Petals opened a path toward a new type of cello literature.
“It was more like the first fruit of our friendship than a search for collaboration. Our friendship began to generate music, and it has never stopped doing so. Since then, Kaija has written nearly all of her cello pieces for me,” says Karttunen.
These include six solo pieces, four orchestral works and an innumerable number of duets, trios and so on. The two artists’ connection remains vibrant.
“If you talk on the phone for an hour almost every day for 40 years, then maybe you can call it friendship,” says Karttunen wryly.
From Paris to the world
Internationally renowned coloratura soprano Anu Komsi has also known Saariaho for more than three decades. They first met at the Finnish Broadcasting Company Yle’s M1 music studio in 1988 during a radio recording of Saariaho’s Adjö(1982).
“At the time, I was still a young Sibelius Academy student and active member of the Avanti! Chamber Orchestra. We met again the following year in Paris, where I was studying singing.”
In 1989, at the Savonlinna Music Academy, Komsi met another musician friend and Saariaho interpreter, pianist Pia Värri, who now lives in Paris.
“We have this Komsi–Värri axis, which just clicked wonderfully, even then. It’s quite extraordinary,” says Värri.
Värri got to know Saariaho in 2000 through Iltarukous (Evening Prayer), a song based on a poem by Eino Leino and dedicated to Komsi.
“I had played some of Kaija’s pieces, and we knew each other because the Finnish circles in Paris are very small,” the pianist recalls.
Värri continued working with the composer in 2007 when “Kaija asked me to serve as a répétiteur” for the premiere of Mirage (2007), featuring Karttunen and Karita Mattila as soloists. Värri also worked with Saariaho and Mattila on the opera Émilie in 2010.
Saariaho’s work is intertwined with Komsi and Värri’s musical expression, including premieres and recordings. Milestones – and relatively rare Finnish-language works in Saariaho’s oeuvre – are Leino Songs (2000-07) and Saarikoski Songs (2013-20), which can be heard on the duo’s pandemic-era album Sumun läpi (Through the Mist, 2021).
Trust between the lines of notes
Experience from long years of cooperation is apparent in how new works are created.
“We don’t need to discuss much, because Kaija knows my voice so well,” says Komsi.
“It’s such a trusting relationship that you can say anything. At the point when Kaija starts the composition process itself, we no longer talk about the work. I want her to be completely undisturbed without me affecting the composition,” says Karttunen.
Sometimes, though, the composer may approach Karttunen to check a detail, ask a technical question, send a couple of notes or a rhythm. In this case, Karttunen plays her the parts over the phone. The cellist describes the creation of Saariaho’s works in a multidimensional way.

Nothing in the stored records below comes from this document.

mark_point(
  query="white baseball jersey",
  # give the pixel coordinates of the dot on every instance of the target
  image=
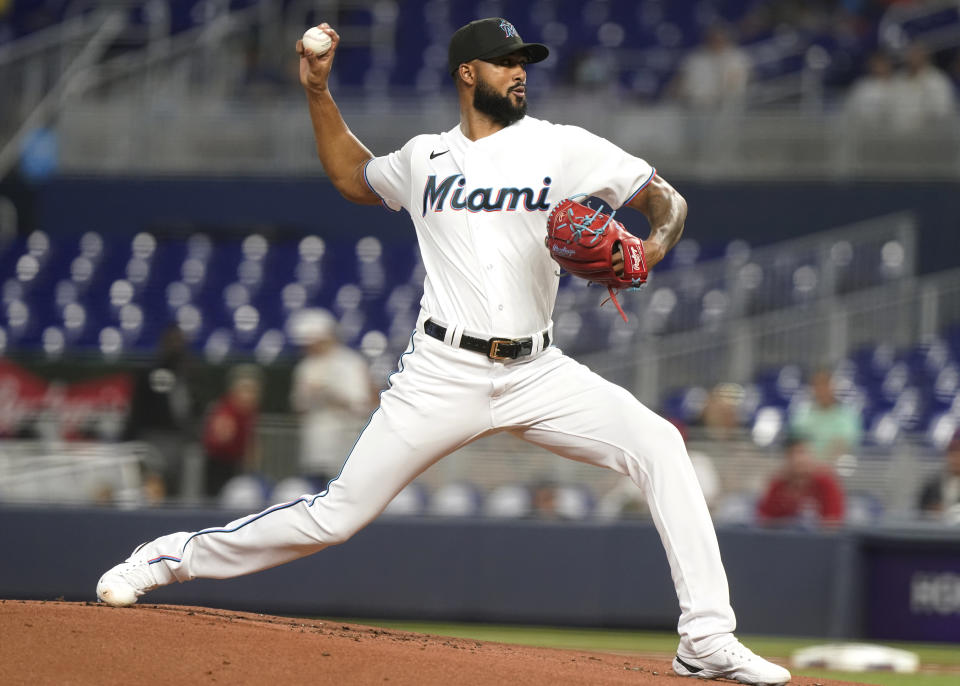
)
(480, 210)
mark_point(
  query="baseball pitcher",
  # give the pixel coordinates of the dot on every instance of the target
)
(495, 202)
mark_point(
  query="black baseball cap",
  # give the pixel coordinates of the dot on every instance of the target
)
(486, 39)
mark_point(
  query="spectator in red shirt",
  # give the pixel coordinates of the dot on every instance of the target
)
(804, 488)
(229, 430)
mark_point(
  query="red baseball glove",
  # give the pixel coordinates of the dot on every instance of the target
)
(594, 246)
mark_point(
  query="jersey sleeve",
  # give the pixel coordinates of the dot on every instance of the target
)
(597, 167)
(389, 177)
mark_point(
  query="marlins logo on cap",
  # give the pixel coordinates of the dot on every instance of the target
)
(488, 39)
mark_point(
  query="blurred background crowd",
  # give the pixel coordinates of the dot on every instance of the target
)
(172, 332)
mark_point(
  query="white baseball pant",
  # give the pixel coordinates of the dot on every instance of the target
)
(442, 398)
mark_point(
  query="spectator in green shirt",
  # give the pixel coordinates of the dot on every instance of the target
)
(832, 428)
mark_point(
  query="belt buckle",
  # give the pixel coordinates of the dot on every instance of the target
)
(494, 352)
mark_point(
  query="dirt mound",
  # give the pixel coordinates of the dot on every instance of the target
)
(88, 643)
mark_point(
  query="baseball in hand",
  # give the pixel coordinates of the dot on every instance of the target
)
(316, 40)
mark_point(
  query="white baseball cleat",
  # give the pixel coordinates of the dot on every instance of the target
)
(121, 585)
(736, 662)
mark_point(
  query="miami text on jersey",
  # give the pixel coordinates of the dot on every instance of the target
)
(481, 199)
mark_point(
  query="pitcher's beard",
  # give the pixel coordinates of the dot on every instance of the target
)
(498, 107)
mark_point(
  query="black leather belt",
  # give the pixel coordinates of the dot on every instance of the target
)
(494, 348)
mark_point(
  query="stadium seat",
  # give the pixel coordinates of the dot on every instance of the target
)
(457, 499)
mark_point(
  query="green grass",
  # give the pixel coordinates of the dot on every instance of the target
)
(612, 640)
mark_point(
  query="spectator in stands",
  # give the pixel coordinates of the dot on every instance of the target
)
(721, 413)
(924, 93)
(940, 497)
(162, 408)
(873, 96)
(229, 434)
(803, 491)
(715, 75)
(832, 428)
(333, 392)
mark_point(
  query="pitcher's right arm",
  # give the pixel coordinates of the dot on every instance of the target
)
(341, 153)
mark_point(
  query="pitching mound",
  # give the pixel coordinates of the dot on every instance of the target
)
(88, 643)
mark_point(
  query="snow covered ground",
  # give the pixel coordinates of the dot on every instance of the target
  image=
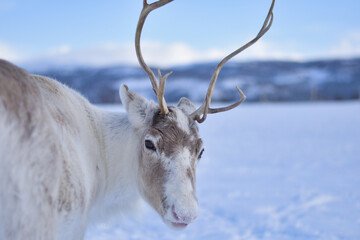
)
(269, 171)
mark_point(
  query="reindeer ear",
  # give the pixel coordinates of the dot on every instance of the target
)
(140, 110)
(186, 105)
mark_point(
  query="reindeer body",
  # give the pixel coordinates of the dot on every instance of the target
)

“For Kaija, music is comprehensive and involves so much personal feeling that she goes beyond all the technical issues. What makes her music unique is how she experiences the composition even before she composes it, as a visual or emotional metaphor. I imagine that Kaija’s music comes in through many doors: visual, emotional and practical. All of this brings together music that could not be born otherwise.”
Indeed, Saariaho’s music must be understood beyond what is in the sheet music.
“Kaija has her own unique notes and tone. It’s instantly recognisable. Her music has its own kind of strong expressiveness, harmonies and spectra, which must all be conveyed to the listener. The notes are just a raw copy of a world that is beyond there,” says Värri. Karttunen agrees.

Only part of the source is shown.